THE BAY OF RIO DE JANEIRO.

Vol. II. To face p. 112.

The magnificent but somewhat incoherent land as is Brazil to-day, offered at the time of its discovery few attractions to the sovereigns of a Mother Country into whose coffers the wealth of Africa and of India flowed. Its poor and barbarous tribes had no stores of gold ready to the hand of the Conquistador; there was no civilized empire with a polity and architecture and organized social life, with armies to protect it, such as Mexico and Peru offered, and consequently neither glory nor riches urged the European discoverer or invader to tempt its hinterland and people its valleys and seaboard. For thirty years the Portuguese sovereigns paid little heed to this newly acquired dominion, except that they fought off the encroaching Spaniard and the adventurers of France, who would have entered or traded with it.

Twenty years before the Conquest of Mexico it was that the first explorer sailed the Brazilian coast—and only eight years after Columbus had sighted the American mainland—that the Spaniard, Vicente Yañez Pinzon, a companion of Columbus, with whom sailed Amerigo Vespucci—who gave his name to America—sighted the shore of what is now Brazil, near Cape San Augustine, reconnoitring the mouth of the Amazon and coasting along to the Orinoco.
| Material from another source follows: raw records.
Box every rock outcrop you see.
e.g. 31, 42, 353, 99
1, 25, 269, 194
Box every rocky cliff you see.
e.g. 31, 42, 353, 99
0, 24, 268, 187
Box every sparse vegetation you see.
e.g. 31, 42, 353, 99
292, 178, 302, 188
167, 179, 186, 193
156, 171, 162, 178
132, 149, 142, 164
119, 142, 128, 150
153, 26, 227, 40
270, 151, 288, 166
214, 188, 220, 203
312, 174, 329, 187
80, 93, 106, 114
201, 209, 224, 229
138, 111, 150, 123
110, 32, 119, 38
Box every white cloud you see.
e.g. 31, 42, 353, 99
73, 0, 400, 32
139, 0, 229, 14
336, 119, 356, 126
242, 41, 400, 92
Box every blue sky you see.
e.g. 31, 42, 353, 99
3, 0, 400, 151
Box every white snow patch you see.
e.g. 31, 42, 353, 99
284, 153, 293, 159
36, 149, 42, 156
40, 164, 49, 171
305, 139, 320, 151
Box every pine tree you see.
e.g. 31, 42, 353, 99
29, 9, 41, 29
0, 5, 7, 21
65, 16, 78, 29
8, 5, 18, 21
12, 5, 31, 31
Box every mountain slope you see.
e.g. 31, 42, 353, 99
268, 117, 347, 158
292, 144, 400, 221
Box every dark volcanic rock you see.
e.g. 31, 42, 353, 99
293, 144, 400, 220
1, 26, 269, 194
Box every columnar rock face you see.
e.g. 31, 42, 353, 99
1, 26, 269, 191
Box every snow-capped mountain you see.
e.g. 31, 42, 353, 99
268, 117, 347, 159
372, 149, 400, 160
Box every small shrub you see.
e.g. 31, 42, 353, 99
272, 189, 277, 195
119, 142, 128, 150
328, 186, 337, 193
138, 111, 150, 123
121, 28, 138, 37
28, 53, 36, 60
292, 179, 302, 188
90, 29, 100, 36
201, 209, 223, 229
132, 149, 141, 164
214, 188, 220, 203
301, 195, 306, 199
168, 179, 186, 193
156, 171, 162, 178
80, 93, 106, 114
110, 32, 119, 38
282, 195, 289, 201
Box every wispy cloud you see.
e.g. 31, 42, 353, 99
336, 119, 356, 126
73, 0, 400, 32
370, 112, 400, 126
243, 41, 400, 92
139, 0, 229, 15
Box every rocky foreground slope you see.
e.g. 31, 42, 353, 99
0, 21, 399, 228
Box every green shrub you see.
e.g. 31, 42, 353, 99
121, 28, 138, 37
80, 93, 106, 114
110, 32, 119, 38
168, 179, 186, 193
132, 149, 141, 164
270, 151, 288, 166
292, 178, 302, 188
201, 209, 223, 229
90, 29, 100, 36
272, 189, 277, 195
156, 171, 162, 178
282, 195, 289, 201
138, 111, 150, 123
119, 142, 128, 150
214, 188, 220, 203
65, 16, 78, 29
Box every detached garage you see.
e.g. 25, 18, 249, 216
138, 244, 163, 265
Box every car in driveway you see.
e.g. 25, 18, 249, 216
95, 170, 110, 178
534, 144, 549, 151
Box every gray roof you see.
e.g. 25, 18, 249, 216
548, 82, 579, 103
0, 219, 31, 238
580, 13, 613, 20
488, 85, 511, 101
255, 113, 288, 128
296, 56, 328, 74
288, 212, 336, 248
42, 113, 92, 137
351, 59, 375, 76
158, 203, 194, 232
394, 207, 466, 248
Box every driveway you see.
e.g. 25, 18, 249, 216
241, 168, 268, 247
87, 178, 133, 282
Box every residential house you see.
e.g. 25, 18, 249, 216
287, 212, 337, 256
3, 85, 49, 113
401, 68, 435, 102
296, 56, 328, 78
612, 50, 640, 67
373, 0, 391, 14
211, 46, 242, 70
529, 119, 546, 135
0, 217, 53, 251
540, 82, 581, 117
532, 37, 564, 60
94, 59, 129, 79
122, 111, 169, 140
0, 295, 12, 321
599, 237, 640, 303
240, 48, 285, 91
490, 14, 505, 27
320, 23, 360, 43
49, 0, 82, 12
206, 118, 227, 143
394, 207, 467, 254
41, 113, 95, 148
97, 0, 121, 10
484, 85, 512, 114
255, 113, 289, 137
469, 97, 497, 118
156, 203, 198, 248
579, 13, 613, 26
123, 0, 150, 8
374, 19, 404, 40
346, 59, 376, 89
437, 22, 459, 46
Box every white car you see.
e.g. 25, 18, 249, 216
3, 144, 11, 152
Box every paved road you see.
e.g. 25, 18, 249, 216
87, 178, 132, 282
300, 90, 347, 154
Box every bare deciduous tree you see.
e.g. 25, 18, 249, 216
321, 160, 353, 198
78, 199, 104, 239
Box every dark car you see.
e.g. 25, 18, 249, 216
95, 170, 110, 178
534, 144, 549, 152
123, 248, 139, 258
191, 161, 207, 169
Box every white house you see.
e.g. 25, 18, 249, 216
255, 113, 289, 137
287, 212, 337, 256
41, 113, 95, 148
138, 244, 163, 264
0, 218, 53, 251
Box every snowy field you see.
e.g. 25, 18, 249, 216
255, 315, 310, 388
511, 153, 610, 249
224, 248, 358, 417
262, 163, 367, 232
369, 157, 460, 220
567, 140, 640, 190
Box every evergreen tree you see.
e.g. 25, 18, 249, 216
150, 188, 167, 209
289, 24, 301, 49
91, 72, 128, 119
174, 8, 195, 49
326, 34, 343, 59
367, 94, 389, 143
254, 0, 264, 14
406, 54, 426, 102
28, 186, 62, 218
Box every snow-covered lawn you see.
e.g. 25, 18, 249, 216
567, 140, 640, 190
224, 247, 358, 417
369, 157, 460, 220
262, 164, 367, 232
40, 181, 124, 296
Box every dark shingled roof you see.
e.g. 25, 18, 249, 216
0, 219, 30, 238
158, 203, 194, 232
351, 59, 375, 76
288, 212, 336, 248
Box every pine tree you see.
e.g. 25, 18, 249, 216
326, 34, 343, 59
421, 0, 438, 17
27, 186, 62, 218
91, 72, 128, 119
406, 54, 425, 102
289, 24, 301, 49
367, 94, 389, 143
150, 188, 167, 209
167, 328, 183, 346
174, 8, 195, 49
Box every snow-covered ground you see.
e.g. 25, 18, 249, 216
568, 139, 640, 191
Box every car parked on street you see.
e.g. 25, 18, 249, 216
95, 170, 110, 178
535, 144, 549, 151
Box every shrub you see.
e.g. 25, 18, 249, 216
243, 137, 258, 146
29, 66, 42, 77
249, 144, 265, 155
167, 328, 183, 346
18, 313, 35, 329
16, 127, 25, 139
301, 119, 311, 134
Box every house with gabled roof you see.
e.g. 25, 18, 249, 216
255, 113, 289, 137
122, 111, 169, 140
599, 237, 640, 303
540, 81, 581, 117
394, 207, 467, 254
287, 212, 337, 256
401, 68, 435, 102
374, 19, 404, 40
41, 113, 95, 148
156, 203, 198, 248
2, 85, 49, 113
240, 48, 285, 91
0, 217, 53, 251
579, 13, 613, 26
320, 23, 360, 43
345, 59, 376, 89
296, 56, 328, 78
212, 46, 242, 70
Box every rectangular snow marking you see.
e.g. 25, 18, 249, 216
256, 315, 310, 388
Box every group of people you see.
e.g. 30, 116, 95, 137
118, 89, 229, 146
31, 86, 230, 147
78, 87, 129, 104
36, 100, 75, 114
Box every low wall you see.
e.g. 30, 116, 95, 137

He took away some gems from the Indians, some drugs and a load of dye-wood.

From this later commodity of the dye-wood, the great dominion of Brazil took its name. "Brazil" was originally a legendary island in the Atlantic, which long retained its imaginary position in the lore of the forecastle and upon the ancient charts, and from this circumstance the name came to be bestowed upon that enormous part of South America which produced the red dye-woods similar to those which bore the name of Brazil in the Middle Ages.

A few months after the keel of Pinzon had furrowed these unknown seas, another explorer, Cabral, close upon Easter in 1499 (O.S.), following the course of Vasco de Gama to the east, was drifted by an adverse gale so far from his proper track that he reached this same coast, and, anchoring in Porto Seguro, erected an altar there, celebrated Mass, set up a stone cross and took possession of the country for the King of Portugal. He, like Columbus, thought he had reached India, and sent a vessel to Lisbon with the news.

Let us turn for a space to examine the great land thus brought to knowledge by these early voyagers.

To-day, the traveller in Brazil will soon be impressed by the immensity of its spaces, will remark how broad are these wide tablelands, how interminable the serras and mountain ranges, how boundless the forests. The territory of this great land is fifteen times that of France. It is larger than the United States (without Alaska); it is over 2,600 miles long upon the Atlantic, and 2,700 miles wide from its coast to where, across the heart of the continent, it touches the frontier of Peru. Its boundaries touch those of every South American nation except Chile. Persistent trespassers were the Portuguese in the early Colonial period, and their land-hunger carried them beyond those boundaries which the Pope, as we have seen in a former chapter, fixed between Portugal and Spain.